Des opérateurs économiques, un ancien Directeur au sein du Ministère de l’Intérieur et un Maire figurent parmi les personnes impliquées.
De sources proches bien informées, le dossier relatif à l’affaire Ambohimahamasina sera déféré au parquet de la Chaîne Pénale Anti-Corruption (CPAC) ce jour. Des opérateurs économiques, un ancien Directeur au sein du Ministère de l’Intérieur et de la Décentralisation, ainsi que le Maire de cette Commune rurale située dans la Région Haute Matsiatra figurent parmi les personnes impliquées dans cette affaire. Ils seraient accusés entre autres, de favoritisme, de détournement de deniers publics, de faux en écriture publique, d’abus de fonction et de blanchiment de capitaux. Faut-il rappeler que cette affaire concerne le détournement d’une somme de 390 millions d’Ariary destinée à la Commune d’Ambohimahamasina en guise de subvention exceptionnelle. Il convient de noter toutefois que la femme d’affaires milliardaire dont le nom est cité dans cette affaire, n’a pas encore répondu aux multiples convocations envoyées par le Bianco. Une source proche d’Ambohibao a pourtant confirmé que cette femme, propriétaire d’un complexe hôtelier sis à Ivato a déjà reçu au moins deux convocations.
Interventions. Sûre d’être en position de « Force », cette femme d’affaires connue comme étant une proche du couple présidentiel a choisi d’ignorer la démarche du Bureau Indépendant Anti-Corruption. Une source bien informée a laissé entendre que si elle continue de faire la sourde oreille, la Justice pourrait sortir incessamment un mandat d’amener. Pour l’heure, la femme concernée par cette affaire continue de jouer la carte de la discrétion. On sait cependant que le dossier fait l’objet de nombreuses interventions. Pour ne citer que le cas d’un Sénateur élu dans la Province de Fianarantsoa, considéré comme le bras droit de cet opérateur économique, qui aurait à maintes reprises tenté de se présenter au bureau du Bianco à Ambohibao depuis le week-end dernier. Malgré ce refus de coopérer, Ambohibao est bien déterminé à aller jusqu’au bout de son investigation.

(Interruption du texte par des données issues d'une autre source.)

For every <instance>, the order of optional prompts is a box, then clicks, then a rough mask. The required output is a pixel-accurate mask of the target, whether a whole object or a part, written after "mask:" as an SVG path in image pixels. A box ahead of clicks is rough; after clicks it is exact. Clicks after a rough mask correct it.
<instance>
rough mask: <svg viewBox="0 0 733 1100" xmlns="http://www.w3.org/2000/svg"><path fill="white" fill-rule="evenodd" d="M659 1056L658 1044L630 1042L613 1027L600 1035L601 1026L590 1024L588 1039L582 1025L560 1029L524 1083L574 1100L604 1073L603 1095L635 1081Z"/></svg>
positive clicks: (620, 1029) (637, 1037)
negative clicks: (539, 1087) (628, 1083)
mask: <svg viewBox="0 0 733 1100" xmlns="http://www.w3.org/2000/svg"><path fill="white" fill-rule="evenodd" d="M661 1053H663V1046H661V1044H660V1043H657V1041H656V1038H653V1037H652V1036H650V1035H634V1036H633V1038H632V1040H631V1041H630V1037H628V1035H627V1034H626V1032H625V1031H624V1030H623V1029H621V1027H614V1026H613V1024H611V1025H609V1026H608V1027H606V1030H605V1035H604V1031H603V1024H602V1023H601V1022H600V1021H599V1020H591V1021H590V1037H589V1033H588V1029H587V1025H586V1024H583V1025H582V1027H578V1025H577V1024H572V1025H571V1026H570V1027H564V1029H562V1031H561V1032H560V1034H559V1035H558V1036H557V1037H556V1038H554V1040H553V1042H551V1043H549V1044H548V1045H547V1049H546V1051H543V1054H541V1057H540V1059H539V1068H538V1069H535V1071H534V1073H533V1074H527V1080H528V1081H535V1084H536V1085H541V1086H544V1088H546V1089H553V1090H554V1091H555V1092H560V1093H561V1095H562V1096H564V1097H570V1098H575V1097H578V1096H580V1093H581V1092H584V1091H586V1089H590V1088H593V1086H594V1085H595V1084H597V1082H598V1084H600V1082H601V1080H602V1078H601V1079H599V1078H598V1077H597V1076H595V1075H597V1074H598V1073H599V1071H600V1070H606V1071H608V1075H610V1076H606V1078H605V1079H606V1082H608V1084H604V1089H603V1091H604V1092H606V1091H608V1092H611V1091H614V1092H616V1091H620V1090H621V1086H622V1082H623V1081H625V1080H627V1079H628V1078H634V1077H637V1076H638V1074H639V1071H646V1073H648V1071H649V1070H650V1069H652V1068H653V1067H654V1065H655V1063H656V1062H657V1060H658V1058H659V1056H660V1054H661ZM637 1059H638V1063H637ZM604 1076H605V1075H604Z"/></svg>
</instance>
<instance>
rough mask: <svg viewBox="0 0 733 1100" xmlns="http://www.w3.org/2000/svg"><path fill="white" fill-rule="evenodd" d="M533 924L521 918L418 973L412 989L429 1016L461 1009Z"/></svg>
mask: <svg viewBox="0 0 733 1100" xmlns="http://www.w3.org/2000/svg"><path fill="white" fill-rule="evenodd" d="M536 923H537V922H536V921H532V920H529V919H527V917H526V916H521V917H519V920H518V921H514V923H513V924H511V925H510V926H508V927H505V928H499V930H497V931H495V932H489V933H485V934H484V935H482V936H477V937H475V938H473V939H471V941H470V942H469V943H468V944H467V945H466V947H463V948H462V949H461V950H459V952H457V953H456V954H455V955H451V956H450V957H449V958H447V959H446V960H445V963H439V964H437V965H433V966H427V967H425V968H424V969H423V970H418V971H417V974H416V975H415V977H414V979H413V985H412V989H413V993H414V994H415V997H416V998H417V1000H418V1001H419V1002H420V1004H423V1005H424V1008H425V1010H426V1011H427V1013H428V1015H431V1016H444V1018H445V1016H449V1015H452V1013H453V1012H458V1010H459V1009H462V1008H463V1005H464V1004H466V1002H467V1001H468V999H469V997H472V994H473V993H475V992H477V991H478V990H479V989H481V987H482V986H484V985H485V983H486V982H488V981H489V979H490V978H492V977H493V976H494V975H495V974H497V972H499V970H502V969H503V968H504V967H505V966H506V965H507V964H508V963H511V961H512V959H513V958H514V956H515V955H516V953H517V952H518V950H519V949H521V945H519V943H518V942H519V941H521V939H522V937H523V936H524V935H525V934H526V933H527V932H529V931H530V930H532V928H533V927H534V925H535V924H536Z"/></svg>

Le dossier qui sera déféré ce jour au parquet de la Chaîne Pénale n’est que la première partie des dossiers liés au détournement de subventions détecté notamment au niveau de la Région Haute Matsiatra. D’autres dossiers seraient en cours de traitement au niveau de la branche Investigation du Bianco. Reste à savoir si cette fois-ci, la CPAC osera coincer les « gros poissons » impliqués dans cette affaire.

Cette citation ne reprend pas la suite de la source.